「ビジネスに関わる行政法的事案」第63回 クマの管理(獣害管理):環境大臣による狩猟制限と都道府県の許可捕獲との関係について

第63回 クマの管理(獣害管理):環境大臣による狩猟制限と都道府県の許可捕獲との関係について      神山 智美(富山大学)

 

はじめに

人口が減ってきており、人の活動域も縮減してきています。各地でコンパクトシティ政策が進められてもいます。とすれば、クマがクマの活動域と認識するエリアも増えるわけですので、クマとヒト(人)が遭遇する空間は自ずと増えますよね。

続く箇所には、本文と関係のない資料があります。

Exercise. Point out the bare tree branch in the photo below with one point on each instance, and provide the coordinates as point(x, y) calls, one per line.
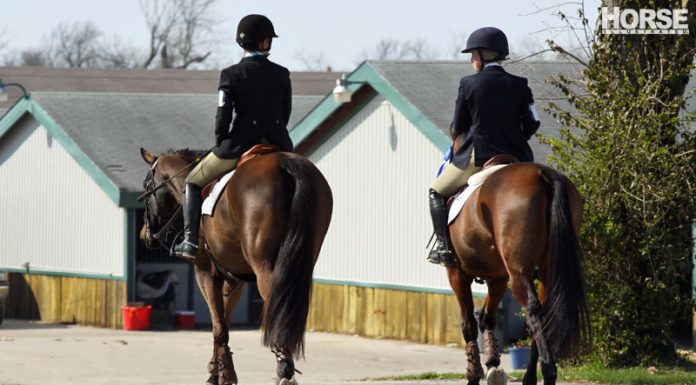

そのため、クマによるヒトへの被害の報道が増えてきています。クマによる人身被害は、2023(令和5)年度は219人(うち死者6人)となり、過去最大となっています。

こうしたところ、先日、ネットニュースで紀伊半島のツキノワグマによる人(ヒト)への被害が増えていることが報道されました。被害の増加が確認されまずが、この地域のクマは環境省に「希少種」として指定され捕獲禁止になっているので対処できない、そのため県民の安全を守るためにも環境省に規制緩和を要望している、という内容でした。

しかし、それは正しい理解ではありません。

そこで以下では、環境大臣による狩猟制限と都道府県による鳥獣管理との関係について考えます。つまり、クマの管理については、だれが責任を担っているかということについての検討です。

1.保護管理

はじめに、鳥獣保護管理法(正式名称:鳥獣の保護及び管理並びに狩猟の適正化に関する法律)における保護管理について述べておきます。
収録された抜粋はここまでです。